Nolan’s biggest and boldest artistic leap then happened with the stirring, intensely dramatic WW2 epic,
Dunkirk (2017), a highly modernized yet period-exact re-creation of the British-Nazi battle, with an ensemble including Tom Hardy, Fionn Whitehead,
Harry Styles, Cillian Murphy, Tom Glynn-Carney, Jack Lowden, Aneurin Barnard, James D’Arcy, Barry Keoghan, Mark Rylance, and Kenneth Branagh.
The Warner Bros.-produced and released movie earned $527 million (on a roughly $85 million budget) and three of eight Oscars it was nominated for, with Nolan getting his first Best Director and second Best Picture nomination. Christopher Nolan’s sci-fi action movie,
Tenet (2020), was the first big theatrical release during the COVID-19 epidemic, the main factor in its disappointing box-office return ($365.3 million), but marking the biggest starring role to date for
John David Washington, with Robert Pattinson, Elizabeth Debicki, Kenneth Branagh, and Caine.

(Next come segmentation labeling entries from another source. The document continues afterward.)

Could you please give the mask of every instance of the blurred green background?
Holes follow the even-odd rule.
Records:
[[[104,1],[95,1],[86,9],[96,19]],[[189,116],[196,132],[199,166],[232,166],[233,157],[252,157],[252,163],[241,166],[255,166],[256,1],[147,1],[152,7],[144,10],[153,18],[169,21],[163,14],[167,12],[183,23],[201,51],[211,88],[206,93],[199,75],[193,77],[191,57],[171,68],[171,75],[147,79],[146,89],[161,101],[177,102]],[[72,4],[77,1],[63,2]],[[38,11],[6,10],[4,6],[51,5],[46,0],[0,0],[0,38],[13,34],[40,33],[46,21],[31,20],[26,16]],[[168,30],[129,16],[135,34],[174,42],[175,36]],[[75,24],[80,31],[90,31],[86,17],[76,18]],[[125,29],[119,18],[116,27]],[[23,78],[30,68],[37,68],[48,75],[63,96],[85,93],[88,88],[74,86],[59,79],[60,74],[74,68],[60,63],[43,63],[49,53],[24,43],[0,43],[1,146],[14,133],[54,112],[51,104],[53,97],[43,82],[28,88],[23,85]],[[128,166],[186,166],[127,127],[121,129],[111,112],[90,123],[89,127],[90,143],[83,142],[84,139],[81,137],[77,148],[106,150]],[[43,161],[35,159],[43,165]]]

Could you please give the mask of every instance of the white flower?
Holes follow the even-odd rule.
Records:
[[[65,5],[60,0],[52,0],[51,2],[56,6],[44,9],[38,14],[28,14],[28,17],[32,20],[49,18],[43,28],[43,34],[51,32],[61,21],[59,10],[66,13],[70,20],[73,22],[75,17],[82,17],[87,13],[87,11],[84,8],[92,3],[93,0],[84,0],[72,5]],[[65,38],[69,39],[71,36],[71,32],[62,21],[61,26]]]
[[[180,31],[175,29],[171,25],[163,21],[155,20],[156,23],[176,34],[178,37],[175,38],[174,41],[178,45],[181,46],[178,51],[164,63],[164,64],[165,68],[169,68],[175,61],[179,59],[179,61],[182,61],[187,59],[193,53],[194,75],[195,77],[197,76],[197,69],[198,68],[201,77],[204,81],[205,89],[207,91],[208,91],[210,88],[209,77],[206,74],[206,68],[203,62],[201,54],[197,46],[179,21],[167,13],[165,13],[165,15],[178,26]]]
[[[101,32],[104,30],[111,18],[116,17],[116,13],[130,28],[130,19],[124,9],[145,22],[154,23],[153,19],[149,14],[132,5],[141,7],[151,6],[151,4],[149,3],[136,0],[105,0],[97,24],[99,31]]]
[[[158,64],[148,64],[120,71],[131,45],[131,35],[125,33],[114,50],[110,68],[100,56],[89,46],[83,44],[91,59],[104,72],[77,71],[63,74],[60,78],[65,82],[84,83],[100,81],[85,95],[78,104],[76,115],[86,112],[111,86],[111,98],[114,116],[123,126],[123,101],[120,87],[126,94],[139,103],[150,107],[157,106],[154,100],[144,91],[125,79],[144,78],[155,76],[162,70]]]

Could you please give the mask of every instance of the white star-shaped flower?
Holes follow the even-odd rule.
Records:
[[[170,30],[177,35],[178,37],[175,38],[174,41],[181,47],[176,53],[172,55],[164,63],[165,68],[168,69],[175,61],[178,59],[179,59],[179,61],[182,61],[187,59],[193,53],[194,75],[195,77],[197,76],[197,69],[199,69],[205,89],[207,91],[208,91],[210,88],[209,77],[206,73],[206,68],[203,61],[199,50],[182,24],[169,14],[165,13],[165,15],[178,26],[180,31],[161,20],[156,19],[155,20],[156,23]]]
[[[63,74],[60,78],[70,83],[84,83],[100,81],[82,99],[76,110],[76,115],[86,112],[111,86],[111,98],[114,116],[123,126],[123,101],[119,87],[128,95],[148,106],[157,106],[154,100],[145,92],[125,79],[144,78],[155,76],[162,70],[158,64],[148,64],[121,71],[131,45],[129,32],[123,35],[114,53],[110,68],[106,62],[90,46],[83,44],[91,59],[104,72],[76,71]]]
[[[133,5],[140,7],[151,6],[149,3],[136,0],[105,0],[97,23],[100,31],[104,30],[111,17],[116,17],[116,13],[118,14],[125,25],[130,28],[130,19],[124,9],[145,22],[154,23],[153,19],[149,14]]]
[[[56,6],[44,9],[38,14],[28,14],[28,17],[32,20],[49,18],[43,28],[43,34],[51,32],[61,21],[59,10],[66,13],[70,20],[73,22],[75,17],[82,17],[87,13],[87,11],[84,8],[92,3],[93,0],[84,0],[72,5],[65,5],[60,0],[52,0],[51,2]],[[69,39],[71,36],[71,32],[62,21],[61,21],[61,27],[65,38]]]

Inspired by Pattinson’s gift of the J. Robert Oppenheimer biography,
American Prometheus, Nolan took the book as his raw material for his script and production (backed by Universal Pictures after Nolan announced a public “divorce” of sorts from Warner Bros.) of
Oppenheimer (2023), his IMAX-shot biopic of the so-called “father of the atomic bomb,” portrayed by Murphy, with a sprawling cast including
Matt Damon, Emily Blunt, Robert Downey Jr.,
Florence Pugh, Josh Hartnett, Casey Affleck, Rami Malek, and Branagh.